Dos
"Nos vemos la siguiente semana, Takuya."
Su voz, sanadora, se mantuvo resonando en mi cabeza, casi tantas veces como las pulsaciones por minuto de mi desesperado corazón. Cerraba los ojos y sólo podía ver el naranja de su teñido cabello.
Falta de cordura. Una explosión onírica.
Pasaron entonces tres días y por suerte, pude conseguir un nuevo trabajo, sucio, pobre, pero dinero es dinero. Ahora sería cocinero en un restaurante.

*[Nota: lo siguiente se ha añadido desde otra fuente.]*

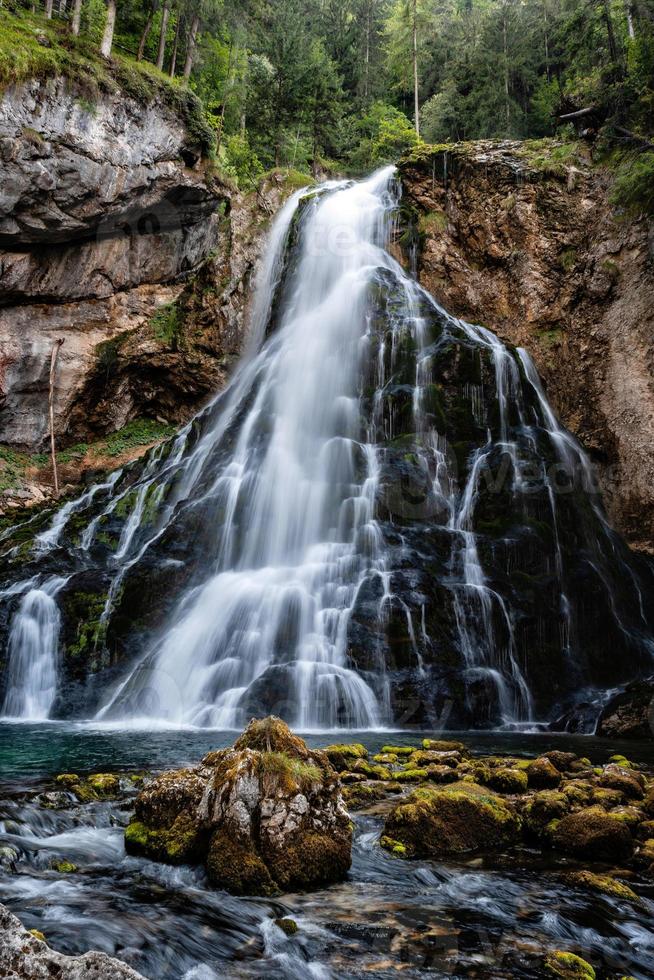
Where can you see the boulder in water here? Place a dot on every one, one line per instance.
(630, 714)
(264, 816)
(451, 820)
(594, 834)
(24, 956)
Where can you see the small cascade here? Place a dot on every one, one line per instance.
(33, 653)
(379, 521)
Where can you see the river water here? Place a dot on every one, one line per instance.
(488, 917)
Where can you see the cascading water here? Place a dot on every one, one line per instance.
(364, 528)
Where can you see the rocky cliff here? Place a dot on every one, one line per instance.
(522, 238)
(119, 239)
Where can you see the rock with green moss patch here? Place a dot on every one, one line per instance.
(508, 781)
(542, 774)
(605, 884)
(594, 834)
(436, 821)
(568, 966)
(264, 817)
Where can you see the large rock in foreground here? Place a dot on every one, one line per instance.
(24, 956)
(264, 816)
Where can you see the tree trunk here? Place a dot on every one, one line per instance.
(507, 106)
(547, 44)
(630, 19)
(165, 14)
(144, 37)
(77, 18)
(53, 372)
(110, 24)
(416, 106)
(173, 60)
(190, 47)
(366, 71)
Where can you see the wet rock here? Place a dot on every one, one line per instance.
(605, 884)
(630, 714)
(542, 774)
(265, 816)
(569, 966)
(25, 956)
(593, 834)
(507, 780)
(455, 819)
(629, 784)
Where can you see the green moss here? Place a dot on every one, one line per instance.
(33, 47)
(432, 222)
(398, 749)
(602, 883)
(64, 867)
(289, 926)
(180, 843)
(568, 966)
(411, 776)
(138, 432)
(287, 770)
(166, 325)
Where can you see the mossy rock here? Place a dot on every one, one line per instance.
(64, 867)
(543, 808)
(181, 843)
(568, 966)
(464, 817)
(235, 866)
(542, 774)
(604, 884)
(510, 781)
(444, 745)
(342, 756)
(289, 926)
(104, 784)
(594, 834)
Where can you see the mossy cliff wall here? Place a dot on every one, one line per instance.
(522, 238)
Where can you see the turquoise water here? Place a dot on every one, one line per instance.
(46, 749)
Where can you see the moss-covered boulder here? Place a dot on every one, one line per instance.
(604, 884)
(265, 816)
(543, 774)
(594, 834)
(436, 821)
(506, 780)
(631, 784)
(568, 966)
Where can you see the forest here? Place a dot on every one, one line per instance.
(343, 85)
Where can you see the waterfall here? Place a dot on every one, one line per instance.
(33, 653)
(363, 529)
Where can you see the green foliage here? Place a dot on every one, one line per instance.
(384, 134)
(166, 324)
(139, 432)
(633, 188)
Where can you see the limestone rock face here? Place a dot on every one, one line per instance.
(531, 247)
(630, 714)
(24, 957)
(265, 816)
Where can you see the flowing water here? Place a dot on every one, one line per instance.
(364, 527)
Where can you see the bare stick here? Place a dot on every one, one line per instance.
(53, 369)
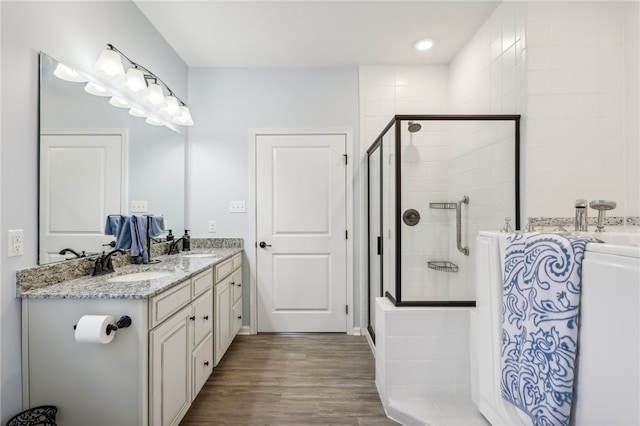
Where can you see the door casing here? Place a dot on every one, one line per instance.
(250, 247)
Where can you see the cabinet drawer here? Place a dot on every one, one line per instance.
(202, 316)
(202, 364)
(223, 269)
(169, 302)
(237, 261)
(202, 282)
(236, 281)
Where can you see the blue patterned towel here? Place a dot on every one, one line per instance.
(540, 306)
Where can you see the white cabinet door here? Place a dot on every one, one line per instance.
(202, 364)
(222, 306)
(202, 318)
(170, 364)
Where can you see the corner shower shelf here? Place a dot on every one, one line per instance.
(447, 206)
(442, 265)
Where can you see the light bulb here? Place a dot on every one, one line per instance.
(137, 113)
(120, 103)
(173, 107)
(63, 72)
(184, 118)
(156, 97)
(153, 121)
(135, 80)
(94, 89)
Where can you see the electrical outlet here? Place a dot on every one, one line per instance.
(139, 206)
(15, 242)
(236, 207)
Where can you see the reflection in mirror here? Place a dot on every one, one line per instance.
(96, 160)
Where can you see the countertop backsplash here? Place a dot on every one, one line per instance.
(53, 273)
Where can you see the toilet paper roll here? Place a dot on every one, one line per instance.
(93, 329)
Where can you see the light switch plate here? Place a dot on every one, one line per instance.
(139, 206)
(236, 207)
(15, 240)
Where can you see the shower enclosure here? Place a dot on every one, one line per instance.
(434, 181)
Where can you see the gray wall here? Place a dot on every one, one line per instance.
(74, 33)
(227, 104)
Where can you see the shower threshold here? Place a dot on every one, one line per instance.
(435, 411)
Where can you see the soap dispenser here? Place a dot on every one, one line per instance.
(186, 242)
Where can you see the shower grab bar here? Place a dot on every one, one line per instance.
(464, 200)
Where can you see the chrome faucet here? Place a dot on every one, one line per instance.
(581, 215)
(602, 206)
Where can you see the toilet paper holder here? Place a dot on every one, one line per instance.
(123, 322)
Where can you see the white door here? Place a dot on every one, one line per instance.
(81, 183)
(301, 231)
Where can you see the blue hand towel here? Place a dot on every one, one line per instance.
(156, 226)
(541, 295)
(119, 227)
(139, 237)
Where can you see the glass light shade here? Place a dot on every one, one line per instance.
(153, 121)
(184, 118)
(156, 97)
(135, 80)
(137, 113)
(117, 102)
(94, 89)
(63, 72)
(110, 64)
(173, 107)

Disfrutaba de cocinar, pero también disfrutaba extasiarme pensando en Kamikawa Kohaku. Sus tatuajes, las flores, cerezos, higanbanas, rosas, lirios, nenúfares. La hermosa sonrisa, la personalidad divertida.

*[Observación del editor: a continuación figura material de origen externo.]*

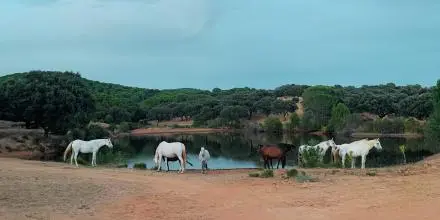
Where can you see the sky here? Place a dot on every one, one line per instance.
(225, 43)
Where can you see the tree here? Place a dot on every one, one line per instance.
(294, 121)
(340, 112)
(283, 107)
(432, 132)
(54, 101)
(264, 105)
(318, 103)
(233, 114)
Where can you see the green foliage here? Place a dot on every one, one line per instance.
(310, 158)
(273, 125)
(371, 173)
(294, 122)
(318, 103)
(254, 174)
(303, 177)
(141, 166)
(54, 101)
(339, 115)
(266, 174)
(292, 173)
(432, 131)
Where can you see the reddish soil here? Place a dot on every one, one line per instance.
(38, 190)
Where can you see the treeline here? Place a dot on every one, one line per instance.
(57, 101)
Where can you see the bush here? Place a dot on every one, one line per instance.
(371, 173)
(254, 174)
(273, 125)
(292, 173)
(310, 158)
(141, 166)
(124, 127)
(266, 174)
(303, 177)
(294, 122)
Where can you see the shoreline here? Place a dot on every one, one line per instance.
(380, 135)
(168, 131)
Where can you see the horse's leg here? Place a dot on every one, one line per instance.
(181, 164)
(364, 157)
(94, 159)
(71, 157)
(160, 162)
(76, 158)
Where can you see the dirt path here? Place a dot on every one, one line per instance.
(36, 190)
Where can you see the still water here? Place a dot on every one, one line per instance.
(232, 151)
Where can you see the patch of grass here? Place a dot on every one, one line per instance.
(262, 174)
(371, 173)
(303, 177)
(122, 166)
(266, 173)
(292, 173)
(254, 174)
(141, 166)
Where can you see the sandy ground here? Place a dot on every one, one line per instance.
(39, 190)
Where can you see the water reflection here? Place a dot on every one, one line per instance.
(238, 150)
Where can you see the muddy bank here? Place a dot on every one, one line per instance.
(379, 135)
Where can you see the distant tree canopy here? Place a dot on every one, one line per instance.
(54, 101)
(37, 96)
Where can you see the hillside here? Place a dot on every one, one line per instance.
(117, 103)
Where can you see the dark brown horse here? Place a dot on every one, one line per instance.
(172, 159)
(270, 152)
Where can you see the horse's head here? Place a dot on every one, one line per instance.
(331, 143)
(108, 142)
(377, 144)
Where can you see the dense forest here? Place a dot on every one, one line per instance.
(59, 101)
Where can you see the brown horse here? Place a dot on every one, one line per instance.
(269, 152)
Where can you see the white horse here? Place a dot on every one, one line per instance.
(203, 158)
(167, 150)
(356, 149)
(335, 150)
(323, 147)
(80, 146)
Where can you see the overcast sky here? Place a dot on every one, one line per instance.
(225, 43)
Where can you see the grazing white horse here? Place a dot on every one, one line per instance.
(80, 146)
(335, 150)
(204, 157)
(359, 148)
(174, 149)
(323, 147)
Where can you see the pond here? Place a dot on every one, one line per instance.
(232, 151)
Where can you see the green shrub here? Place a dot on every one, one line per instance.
(266, 174)
(303, 177)
(254, 174)
(310, 158)
(371, 173)
(141, 166)
(273, 125)
(124, 127)
(292, 173)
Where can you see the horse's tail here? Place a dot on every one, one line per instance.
(69, 148)
(184, 156)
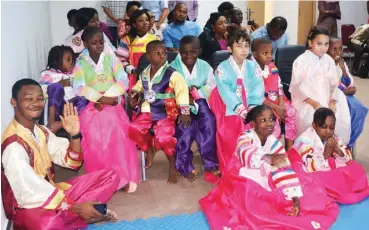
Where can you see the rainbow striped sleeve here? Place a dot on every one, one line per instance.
(120, 76)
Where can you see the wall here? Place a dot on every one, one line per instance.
(59, 9)
(25, 42)
(352, 12)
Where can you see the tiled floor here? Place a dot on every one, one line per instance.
(156, 198)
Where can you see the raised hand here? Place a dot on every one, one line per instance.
(70, 119)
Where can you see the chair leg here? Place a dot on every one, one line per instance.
(143, 170)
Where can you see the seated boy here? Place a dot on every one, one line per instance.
(200, 80)
(165, 97)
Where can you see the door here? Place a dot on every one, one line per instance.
(306, 20)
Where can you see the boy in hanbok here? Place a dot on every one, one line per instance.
(200, 80)
(166, 98)
(262, 50)
(56, 82)
(87, 17)
(238, 88)
(260, 190)
(314, 84)
(133, 45)
(358, 111)
(329, 161)
(100, 78)
(32, 200)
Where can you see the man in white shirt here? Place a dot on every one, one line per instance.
(31, 198)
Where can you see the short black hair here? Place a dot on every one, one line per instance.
(314, 32)
(89, 32)
(255, 112)
(225, 6)
(278, 23)
(153, 44)
(321, 115)
(55, 57)
(259, 41)
(237, 35)
(83, 16)
(71, 13)
(20, 83)
(132, 3)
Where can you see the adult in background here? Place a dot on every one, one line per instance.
(179, 28)
(160, 11)
(275, 30)
(192, 8)
(114, 11)
(213, 41)
(329, 12)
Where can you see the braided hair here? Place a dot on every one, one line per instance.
(55, 57)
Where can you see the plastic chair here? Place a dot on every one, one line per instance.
(284, 58)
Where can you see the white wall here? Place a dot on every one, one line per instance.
(352, 12)
(59, 9)
(25, 42)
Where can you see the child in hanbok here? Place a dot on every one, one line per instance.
(314, 84)
(283, 109)
(100, 77)
(166, 98)
(133, 46)
(329, 161)
(260, 190)
(238, 88)
(86, 17)
(56, 82)
(357, 110)
(200, 80)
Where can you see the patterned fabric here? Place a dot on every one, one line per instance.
(117, 8)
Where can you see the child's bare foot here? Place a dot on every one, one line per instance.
(192, 176)
(172, 177)
(149, 158)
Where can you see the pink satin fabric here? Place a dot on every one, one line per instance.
(106, 144)
(164, 133)
(97, 186)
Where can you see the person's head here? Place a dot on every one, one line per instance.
(132, 6)
(61, 58)
(262, 50)
(277, 27)
(335, 49)
(225, 7)
(156, 53)
(236, 16)
(87, 17)
(218, 22)
(318, 41)
(189, 49)
(151, 17)
(71, 15)
(261, 119)
(180, 13)
(93, 40)
(140, 23)
(324, 123)
(239, 44)
(27, 100)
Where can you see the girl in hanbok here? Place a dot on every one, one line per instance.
(133, 46)
(99, 76)
(260, 190)
(328, 161)
(314, 84)
(56, 82)
(357, 110)
(237, 89)
(86, 17)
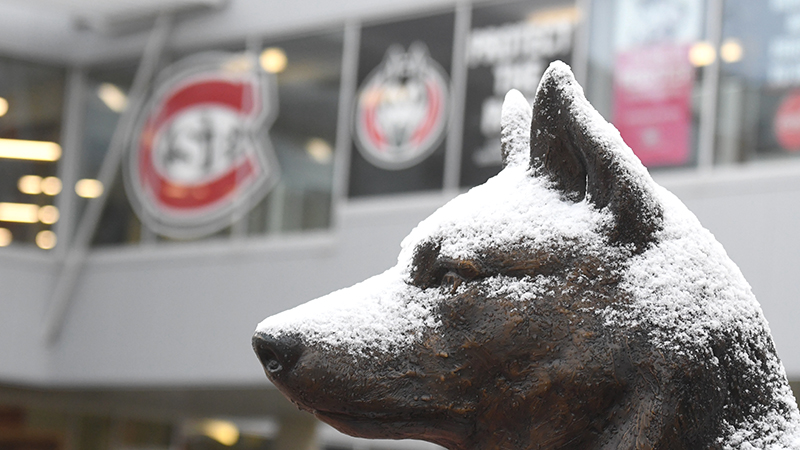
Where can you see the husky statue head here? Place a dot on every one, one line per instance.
(568, 302)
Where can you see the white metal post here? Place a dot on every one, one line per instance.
(76, 255)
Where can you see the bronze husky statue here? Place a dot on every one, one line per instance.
(569, 302)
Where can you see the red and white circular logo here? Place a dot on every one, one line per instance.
(787, 122)
(401, 108)
(195, 164)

Y entonces me desconcentraba y condimentaba mal la comida. A veces me excedía con los condimentos, a veces no ponía ninguno; agradecía con enorme alivio que nadie hubiese presentado alguna queja.
¡Pero es que era imposible! Eventualmente, cuando me proponía centrarme específicamente en mi trabajo, ¡oh! Allí iba de nuevo Kohaku con sus ropas deportivas y extirpaba cada pequeña parte de mi cordura.
Una erección.
Pude aspirar el hedor de ser despedido nuevamente. Pero, vaya milagro del inexistente señor sentado sobre una esponjosa nube en el blanquecino cielo, aquello no ocurrió.
Los estudios, otro martirio, ¿cómo iba a concentrarme en las palabras de los maestros si había un Adonis burlándose de mí, taladrando mi mente, con dulces melodías, suaves al oído, la excelencia de su apariencia y la angelical armonía de sus movimientos? No, él era el demonio. Sí, definitivamente se trataba del mismo Lucifer seduciéndome.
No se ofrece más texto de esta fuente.